EU Agrees To Block Most But Not All Russian Oil
By Stefan J. Bos, Chief International Correspondent Worthy News
BRUSSELS/BUDAPEST (Worthy News) – European Union leaders say they will block most Russian oil imports by the end of 2022 to punish Moscow for invading Ukraine. But the EU embargo will only affect oil that arrives by sea following opposition from Hungary.
After tough negotiations that tested the unity of the European Union, the 27 nation bloc managed to come up with a compromise that limits Russian oil imports. They agreed on an EU-wide ban that will affect oil that arrives by the sea – around two-thirds of imports.
Pledges by Poland and Germany to stop importing pipeline oil will eventually raise coverage of the ban to 90 percent of Russian imports. But pipeline oil isn’t included after fierce opposition from Hungary, which is heavily dependent on Russian oil and natural gas supplies.
Yet the president of the EU’s executive European Commission, Ursula von der Leyen, suggested that even this compromise makes it more difficult for Russia to finance its invasion of Ukraine. “I am very glad that the leaders were able to agree in principle on the sixth sanctions package,” she told reporters after the first day of an EU summit in Brussels.

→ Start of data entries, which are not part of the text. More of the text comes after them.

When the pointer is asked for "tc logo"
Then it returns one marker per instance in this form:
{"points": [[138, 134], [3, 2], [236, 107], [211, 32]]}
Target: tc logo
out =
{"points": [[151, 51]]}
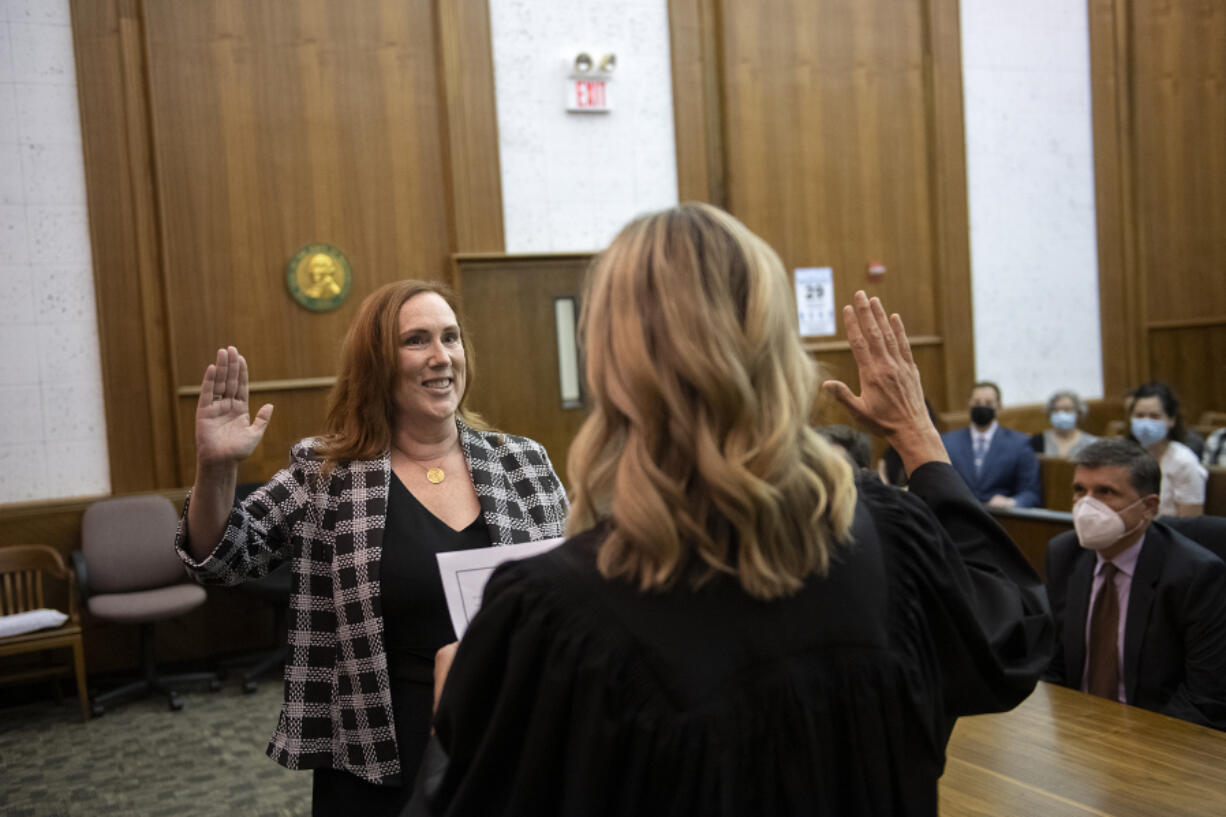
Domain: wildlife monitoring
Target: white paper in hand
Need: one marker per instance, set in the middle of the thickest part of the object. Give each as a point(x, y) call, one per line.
point(466, 572)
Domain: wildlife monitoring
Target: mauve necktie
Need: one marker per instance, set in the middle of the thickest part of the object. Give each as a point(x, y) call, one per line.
point(1104, 670)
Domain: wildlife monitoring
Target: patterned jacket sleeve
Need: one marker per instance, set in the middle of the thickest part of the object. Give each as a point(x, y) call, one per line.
point(557, 496)
point(261, 528)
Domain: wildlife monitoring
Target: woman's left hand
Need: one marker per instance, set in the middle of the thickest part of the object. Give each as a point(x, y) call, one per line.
point(441, 664)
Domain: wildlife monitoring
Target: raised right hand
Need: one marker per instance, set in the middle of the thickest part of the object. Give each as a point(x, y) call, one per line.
point(224, 431)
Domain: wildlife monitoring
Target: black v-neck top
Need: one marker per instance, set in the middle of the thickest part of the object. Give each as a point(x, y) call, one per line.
point(416, 621)
point(415, 611)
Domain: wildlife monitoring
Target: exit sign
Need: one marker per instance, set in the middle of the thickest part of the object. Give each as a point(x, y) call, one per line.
point(589, 96)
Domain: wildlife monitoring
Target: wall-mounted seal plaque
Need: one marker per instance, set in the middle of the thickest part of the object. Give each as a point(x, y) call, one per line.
point(319, 277)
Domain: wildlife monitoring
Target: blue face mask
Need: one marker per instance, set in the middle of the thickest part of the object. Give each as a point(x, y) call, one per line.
point(1149, 431)
point(1064, 420)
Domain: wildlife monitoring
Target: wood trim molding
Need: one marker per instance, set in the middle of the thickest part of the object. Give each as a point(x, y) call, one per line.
point(694, 31)
point(293, 384)
point(947, 138)
point(110, 61)
point(1186, 323)
point(499, 258)
point(1119, 286)
point(470, 124)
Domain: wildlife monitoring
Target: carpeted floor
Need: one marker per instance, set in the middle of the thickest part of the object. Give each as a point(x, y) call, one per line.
point(145, 761)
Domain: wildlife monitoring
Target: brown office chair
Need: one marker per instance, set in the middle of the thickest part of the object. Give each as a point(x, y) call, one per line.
point(22, 569)
point(129, 573)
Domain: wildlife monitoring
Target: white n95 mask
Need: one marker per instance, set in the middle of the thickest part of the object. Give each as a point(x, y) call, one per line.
point(1099, 526)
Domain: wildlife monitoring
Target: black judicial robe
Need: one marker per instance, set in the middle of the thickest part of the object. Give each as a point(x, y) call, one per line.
point(575, 694)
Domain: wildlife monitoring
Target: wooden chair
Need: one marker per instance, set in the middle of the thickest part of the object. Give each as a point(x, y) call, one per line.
point(22, 569)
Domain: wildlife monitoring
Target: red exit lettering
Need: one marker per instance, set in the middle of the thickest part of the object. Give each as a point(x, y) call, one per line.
point(590, 93)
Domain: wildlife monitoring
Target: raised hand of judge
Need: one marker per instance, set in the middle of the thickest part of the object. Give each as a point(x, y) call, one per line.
point(226, 433)
point(890, 401)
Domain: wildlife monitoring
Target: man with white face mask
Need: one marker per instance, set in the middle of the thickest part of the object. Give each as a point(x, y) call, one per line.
point(1140, 610)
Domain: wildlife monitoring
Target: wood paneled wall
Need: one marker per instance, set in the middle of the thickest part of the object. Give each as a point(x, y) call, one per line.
point(834, 129)
point(1157, 72)
point(223, 135)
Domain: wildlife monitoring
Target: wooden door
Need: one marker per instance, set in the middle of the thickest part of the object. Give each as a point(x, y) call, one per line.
point(509, 312)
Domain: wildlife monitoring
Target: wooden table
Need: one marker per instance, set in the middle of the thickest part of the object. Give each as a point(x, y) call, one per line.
point(1066, 753)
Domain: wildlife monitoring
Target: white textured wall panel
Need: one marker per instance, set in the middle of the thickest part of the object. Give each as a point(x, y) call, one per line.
point(570, 180)
point(53, 434)
point(1030, 176)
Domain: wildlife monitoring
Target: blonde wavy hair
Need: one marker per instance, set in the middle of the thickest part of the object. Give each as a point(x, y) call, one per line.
point(698, 449)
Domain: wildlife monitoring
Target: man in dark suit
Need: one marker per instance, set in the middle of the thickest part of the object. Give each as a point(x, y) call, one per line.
point(997, 463)
point(1140, 610)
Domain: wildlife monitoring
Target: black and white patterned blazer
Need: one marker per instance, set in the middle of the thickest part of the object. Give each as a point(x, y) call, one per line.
point(337, 702)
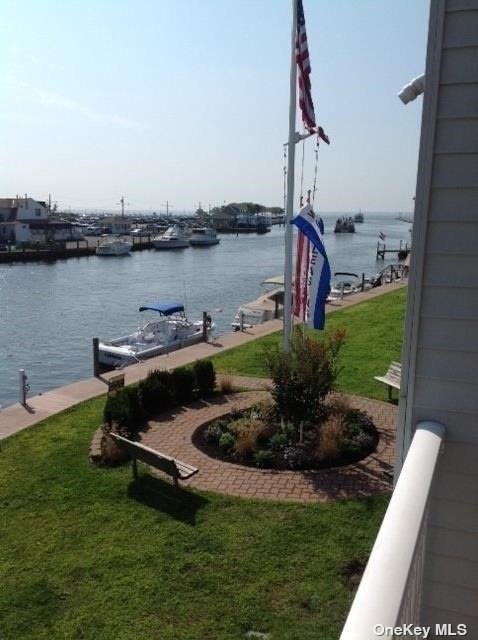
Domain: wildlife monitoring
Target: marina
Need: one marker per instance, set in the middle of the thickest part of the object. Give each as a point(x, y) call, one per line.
point(50, 311)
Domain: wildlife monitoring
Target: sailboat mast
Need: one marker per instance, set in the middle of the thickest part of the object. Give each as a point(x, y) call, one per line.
point(290, 188)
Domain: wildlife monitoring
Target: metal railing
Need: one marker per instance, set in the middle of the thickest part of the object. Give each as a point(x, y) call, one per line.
point(390, 591)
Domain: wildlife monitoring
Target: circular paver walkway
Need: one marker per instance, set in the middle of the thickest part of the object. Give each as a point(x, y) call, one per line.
point(172, 435)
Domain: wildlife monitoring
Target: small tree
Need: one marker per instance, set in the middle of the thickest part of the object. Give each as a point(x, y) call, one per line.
point(303, 377)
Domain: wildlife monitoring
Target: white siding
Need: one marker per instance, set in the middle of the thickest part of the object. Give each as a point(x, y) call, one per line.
point(441, 351)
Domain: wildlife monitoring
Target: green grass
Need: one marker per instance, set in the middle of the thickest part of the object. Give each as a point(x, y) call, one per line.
point(87, 553)
point(374, 338)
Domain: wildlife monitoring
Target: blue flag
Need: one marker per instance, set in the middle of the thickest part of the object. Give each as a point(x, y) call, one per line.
point(319, 268)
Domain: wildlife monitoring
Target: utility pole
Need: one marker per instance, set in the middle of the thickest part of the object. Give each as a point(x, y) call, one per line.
point(167, 205)
point(122, 203)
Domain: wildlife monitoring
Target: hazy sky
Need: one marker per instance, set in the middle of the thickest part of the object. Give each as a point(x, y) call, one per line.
point(187, 101)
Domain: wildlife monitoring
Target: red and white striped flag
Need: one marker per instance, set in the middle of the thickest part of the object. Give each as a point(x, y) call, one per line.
point(303, 64)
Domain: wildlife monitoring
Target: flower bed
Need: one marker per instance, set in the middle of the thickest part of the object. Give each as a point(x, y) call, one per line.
point(258, 437)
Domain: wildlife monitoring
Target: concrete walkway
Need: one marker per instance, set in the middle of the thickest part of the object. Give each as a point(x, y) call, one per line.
point(18, 417)
point(173, 434)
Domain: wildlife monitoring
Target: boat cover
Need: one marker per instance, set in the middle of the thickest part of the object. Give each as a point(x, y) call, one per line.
point(165, 308)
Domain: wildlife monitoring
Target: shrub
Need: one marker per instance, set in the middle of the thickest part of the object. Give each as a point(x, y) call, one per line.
point(123, 412)
point(303, 377)
point(246, 431)
point(278, 441)
point(205, 377)
point(360, 435)
point(182, 385)
point(331, 438)
point(213, 433)
point(227, 441)
point(265, 458)
point(296, 457)
point(225, 385)
point(155, 392)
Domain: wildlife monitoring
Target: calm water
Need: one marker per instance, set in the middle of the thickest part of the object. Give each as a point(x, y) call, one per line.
point(49, 312)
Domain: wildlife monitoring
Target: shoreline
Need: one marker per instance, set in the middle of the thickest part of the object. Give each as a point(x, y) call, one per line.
point(17, 417)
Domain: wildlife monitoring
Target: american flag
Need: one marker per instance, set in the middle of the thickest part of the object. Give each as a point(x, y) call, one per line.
point(303, 64)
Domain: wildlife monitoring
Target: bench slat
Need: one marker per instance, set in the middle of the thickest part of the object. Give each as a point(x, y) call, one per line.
point(171, 466)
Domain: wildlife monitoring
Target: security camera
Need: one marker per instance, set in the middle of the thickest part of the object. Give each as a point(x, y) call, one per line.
point(413, 89)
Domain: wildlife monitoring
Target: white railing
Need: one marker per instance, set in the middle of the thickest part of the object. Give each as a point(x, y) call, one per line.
point(390, 589)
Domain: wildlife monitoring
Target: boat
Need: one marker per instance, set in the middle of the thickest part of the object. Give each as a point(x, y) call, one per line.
point(344, 225)
point(173, 238)
point(268, 306)
point(342, 288)
point(203, 237)
point(114, 247)
point(168, 332)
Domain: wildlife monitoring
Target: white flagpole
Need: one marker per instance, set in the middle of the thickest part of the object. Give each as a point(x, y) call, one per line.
point(290, 189)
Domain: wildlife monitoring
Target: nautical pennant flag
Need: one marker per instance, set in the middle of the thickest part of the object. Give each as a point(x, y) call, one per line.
point(318, 278)
point(301, 288)
point(303, 65)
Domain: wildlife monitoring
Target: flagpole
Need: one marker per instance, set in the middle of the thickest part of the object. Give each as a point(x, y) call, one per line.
point(289, 231)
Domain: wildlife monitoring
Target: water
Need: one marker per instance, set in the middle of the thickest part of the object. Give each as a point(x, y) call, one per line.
point(49, 312)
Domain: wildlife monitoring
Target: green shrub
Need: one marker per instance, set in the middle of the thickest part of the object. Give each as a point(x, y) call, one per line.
point(213, 433)
point(227, 441)
point(205, 377)
point(182, 385)
point(156, 392)
point(123, 412)
point(304, 377)
point(278, 441)
point(265, 458)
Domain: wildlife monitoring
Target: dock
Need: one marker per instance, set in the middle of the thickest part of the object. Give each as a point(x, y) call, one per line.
point(18, 416)
point(402, 251)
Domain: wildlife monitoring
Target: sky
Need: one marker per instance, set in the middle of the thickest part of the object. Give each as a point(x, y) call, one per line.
point(188, 101)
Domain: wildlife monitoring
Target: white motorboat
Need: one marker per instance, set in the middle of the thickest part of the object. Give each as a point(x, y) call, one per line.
point(343, 288)
point(173, 238)
point(203, 237)
point(268, 306)
point(114, 247)
point(171, 331)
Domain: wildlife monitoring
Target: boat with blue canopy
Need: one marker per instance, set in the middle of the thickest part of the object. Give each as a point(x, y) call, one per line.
point(170, 331)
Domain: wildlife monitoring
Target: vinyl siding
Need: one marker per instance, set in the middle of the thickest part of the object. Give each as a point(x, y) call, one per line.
point(444, 383)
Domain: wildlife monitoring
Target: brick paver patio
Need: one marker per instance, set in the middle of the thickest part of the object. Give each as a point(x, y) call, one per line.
point(172, 435)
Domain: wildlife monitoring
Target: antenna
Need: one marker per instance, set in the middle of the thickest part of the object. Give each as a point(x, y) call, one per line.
point(167, 204)
point(122, 203)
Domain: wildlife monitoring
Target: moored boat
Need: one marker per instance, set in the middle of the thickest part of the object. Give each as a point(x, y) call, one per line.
point(203, 237)
point(173, 238)
point(344, 225)
point(171, 331)
point(268, 306)
point(114, 247)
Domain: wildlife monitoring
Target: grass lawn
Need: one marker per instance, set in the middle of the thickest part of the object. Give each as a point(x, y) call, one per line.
point(374, 338)
point(87, 553)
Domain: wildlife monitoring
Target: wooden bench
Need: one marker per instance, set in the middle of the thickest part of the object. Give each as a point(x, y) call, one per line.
point(175, 468)
point(392, 377)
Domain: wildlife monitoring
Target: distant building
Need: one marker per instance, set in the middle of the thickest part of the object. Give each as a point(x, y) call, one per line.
point(119, 225)
point(25, 220)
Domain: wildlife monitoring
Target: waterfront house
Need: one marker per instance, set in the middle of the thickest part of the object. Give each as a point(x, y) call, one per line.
point(27, 221)
point(21, 218)
point(424, 565)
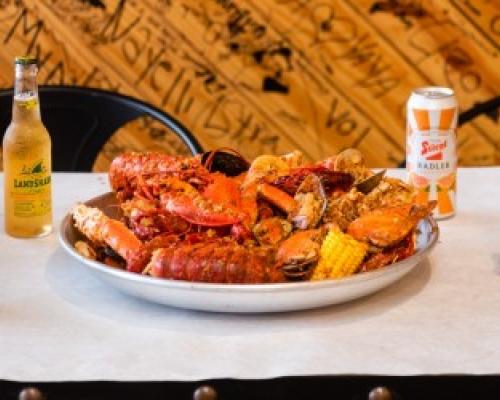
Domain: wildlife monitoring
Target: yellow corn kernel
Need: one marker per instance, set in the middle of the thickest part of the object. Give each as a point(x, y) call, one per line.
point(340, 256)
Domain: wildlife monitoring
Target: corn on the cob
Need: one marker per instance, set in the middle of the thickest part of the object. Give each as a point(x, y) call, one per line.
point(340, 256)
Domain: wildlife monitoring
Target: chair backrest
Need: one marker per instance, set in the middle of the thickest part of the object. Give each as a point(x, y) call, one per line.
point(81, 120)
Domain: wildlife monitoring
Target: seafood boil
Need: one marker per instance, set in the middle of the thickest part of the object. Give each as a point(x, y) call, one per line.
point(219, 218)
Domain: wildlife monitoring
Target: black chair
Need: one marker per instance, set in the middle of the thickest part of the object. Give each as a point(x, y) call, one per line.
point(81, 120)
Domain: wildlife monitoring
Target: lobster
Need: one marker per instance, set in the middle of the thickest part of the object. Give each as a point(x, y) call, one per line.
point(190, 218)
point(214, 261)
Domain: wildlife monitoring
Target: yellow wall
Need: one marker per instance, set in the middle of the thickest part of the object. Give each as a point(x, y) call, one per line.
point(270, 75)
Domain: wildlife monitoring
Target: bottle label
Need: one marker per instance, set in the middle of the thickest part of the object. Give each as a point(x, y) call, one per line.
point(31, 190)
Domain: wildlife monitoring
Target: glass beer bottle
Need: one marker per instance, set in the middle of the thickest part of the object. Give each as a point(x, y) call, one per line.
point(27, 159)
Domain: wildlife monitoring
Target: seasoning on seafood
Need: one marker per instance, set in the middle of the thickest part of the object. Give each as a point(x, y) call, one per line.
point(143, 172)
point(352, 161)
point(368, 184)
point(333, 181)
point(311, 202)
point(266, 166)
point(277, 197)
point(271, 231)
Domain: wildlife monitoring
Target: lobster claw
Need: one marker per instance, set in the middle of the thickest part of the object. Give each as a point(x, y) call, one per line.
point(185, 201)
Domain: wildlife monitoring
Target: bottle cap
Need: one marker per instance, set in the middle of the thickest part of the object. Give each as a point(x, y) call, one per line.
point(26, 60)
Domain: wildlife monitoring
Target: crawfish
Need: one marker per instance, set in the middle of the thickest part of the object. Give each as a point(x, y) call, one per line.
point(132, 173)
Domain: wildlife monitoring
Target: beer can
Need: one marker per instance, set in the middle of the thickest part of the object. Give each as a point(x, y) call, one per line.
point(431, 155)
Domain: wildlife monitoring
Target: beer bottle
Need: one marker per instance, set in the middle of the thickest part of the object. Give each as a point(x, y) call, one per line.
point(27, 159)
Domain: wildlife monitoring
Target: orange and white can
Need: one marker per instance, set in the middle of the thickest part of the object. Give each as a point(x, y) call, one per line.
point(431, 151)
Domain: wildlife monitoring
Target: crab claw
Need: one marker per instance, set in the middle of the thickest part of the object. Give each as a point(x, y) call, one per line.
point(385, 227)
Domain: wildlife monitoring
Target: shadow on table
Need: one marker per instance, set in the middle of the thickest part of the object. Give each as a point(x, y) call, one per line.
point(75, 284)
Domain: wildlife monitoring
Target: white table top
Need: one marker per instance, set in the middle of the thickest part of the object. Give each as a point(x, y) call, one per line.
point(57, 322)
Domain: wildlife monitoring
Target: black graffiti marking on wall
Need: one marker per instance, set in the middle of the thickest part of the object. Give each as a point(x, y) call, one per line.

[The European] “Council should now be able to finalize a ban on almost 90 percent of all Russian oil imports by the end of the year. This is an important step forward.”
However, Hungarian Prime Minister Viktor Orbán clarified that his landlocked nation would only support the package if it guaranteed Hungary’s energy security. “It is a good approach. But we need a guarantee that in case of an accident with the pipeline rushing through Ukraine…we have the right to get Russian oil from other sources. So if we get it, then it’s fine [this package],” he added.
He also told journalists that a complete oil embargo would have meant dropping “dropping a nuclear bomb” on the country’s economy, which is already facing inflation and a rapidly declining currency.
And the right-wing nationalist took to his Facebook website to declare, perhaps somewhat prematurely, victory as he was re-elected in part on a promise to keep utility bills low for families. He told Hungarians they could sleep soundly – protected from expensive fuel costs that the embargo would bring to the rest of Europe. “We succeeded in defeating the proposal of the European Council, which would have forbidden Hungary from using Russian oil,” he said.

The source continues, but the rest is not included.